1944 brought renewed efforts to increase troop manning levels. The Japanese
were able to draft an additional 1 million new soldiers. This brought
the total under arms to 4.1 million. But this masked the fact that Japan
lost in 1944 alone, the equivalent of 15 division’s worth of manpower.
While these losses to death and wounds were horrific; equally troubling
to the Japanese high command were the losses incurred by the Allies island
hopping and bypassing of garrisons. This effectively removed those bypassed
forces from the lists of available troops. These losses due to bypass
were especially difficult in that they often contained large amounts of
engineering, signalmen, and logistics troops which Japan found much more
difficult, almost impossible, to replace then the common infantry soldier.
The last year of the war brought the notion of Total War home to Japans
stretched manpower levels. In 1945 fully 87% of the total adult (both
male and female) population of Japan was drafted into either industry
or the military. 50% of that total made up the Reserve army on the home
islands. This raised the total in the army to 5.5 million troops. Though
for these new troops basic training lasted only from four to six weeks
at most. And these new troops were usually only trained in rudimentary
infantry skills. Japan was no longer able to effectively train replacements
in the more technically skilled positions required.

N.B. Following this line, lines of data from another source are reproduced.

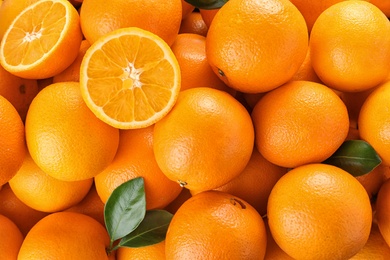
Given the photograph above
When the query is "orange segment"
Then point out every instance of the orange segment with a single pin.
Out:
(130, 78)
(42, 40)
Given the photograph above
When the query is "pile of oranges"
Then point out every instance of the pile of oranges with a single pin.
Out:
(228, 114)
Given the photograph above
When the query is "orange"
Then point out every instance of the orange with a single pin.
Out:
(375, 248)
(255, 182)
(374, 121)
(155, 252)
(319, 211)
(135, 158)
(205, 141)
(190, 52)
(130, 78)
(11, 238)
(19, 91)
(42, 192)
(312, 9)
(99, 17)
(350, 46)
(193, 23)
(13, 208)
(91, 205)
(72, 73)
(42, 40)
(66, 235)
(12, 141)
(298, 123)
(262, 47)
(9, 9)
(64, 137)
(216, 225)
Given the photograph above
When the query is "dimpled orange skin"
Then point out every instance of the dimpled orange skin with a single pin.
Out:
(216, 225)
(350, 46)
(319, 211)
(255, 46)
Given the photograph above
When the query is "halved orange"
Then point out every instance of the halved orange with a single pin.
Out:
(130, 78)
(42, 40)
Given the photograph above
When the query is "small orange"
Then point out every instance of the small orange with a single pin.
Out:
(193, 23)
(205, 141)
(42, 192)
(12, 141)
(72, 73)
(350, 46)
(42, 40)
(319, 211)
(64, 138)
(66, 235)
(155, 252)
(216, 225)
(135, 158)
(19, 91)
(374, 121)
(21, 214)
(298, 123)
(99, 17)
(130, 78)
(190, 52)
(257, 45)
(11, 239)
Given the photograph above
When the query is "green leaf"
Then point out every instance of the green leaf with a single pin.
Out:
(356, 157)
(152, 230)
(207, 4)
(125, 208)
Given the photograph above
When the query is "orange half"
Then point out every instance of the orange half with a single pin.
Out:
(130, 78)
(42, 41)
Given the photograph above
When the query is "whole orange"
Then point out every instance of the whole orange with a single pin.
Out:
(257, 45)
(12, 141)
(98, 17)
(216, 225)
(205, 140)
(319, 211)
(135, 158)
(298, 123)
(64, 138)
(66, 235)
(374, 121)
(10, 237)
(350, 46)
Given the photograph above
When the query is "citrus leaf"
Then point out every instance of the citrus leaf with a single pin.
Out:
(125, 208)
(152, 230)
(207, 4)
(356, 157)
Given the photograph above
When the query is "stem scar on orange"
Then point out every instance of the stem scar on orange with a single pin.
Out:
(130, 78)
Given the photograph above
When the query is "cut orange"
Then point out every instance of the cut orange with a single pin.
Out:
(130, 78)
(42, 41)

The training of Japanese troops and leaders in the pre-war years was extensive
and at time innovative. Not many countries at that time issued a compass
to every soldier and expected him to know how to use it. The mass cultural
indoctrination was on a scale more pervasive then that of the Red Army
or even the Waffen SS. The Japanese soldiers training was meant to produce
a soldier who believed in his own innate superiority and that he should
look at all times for ways to use that superiority. It is hard to overestimate
the intangible effect of the spiritual training. It is after all what
the Japanese emphasized themselves. They intrinsically expected to fight
outnumbered and out gunned but believed that the spiritual quality of
each individual soldier would more than compensate for these deficiencies.
The cost of this mindset was that Japanese soldiers would fight for the
honor of their ancestors even when logic dictated they were dead. The
use of pre-battle funerals though strange to western minds and norms was
considered exemplarily and has its best parallels to the Jihad warriors
of radical Islam. But the continual demands for personal and individual
valor would severely degrade the Japanese military. The fact that the
training worked so well can be seen in the countless banzai charges carried
out later in the war when the spiritual weapon was the only way left to
counter not just allied superiority in fire power and material but to
counter the erosion of Japanese manpower and leadership quality and tactical
In the end it was their own strength, which proved their greatest weakness
and their training proved successful.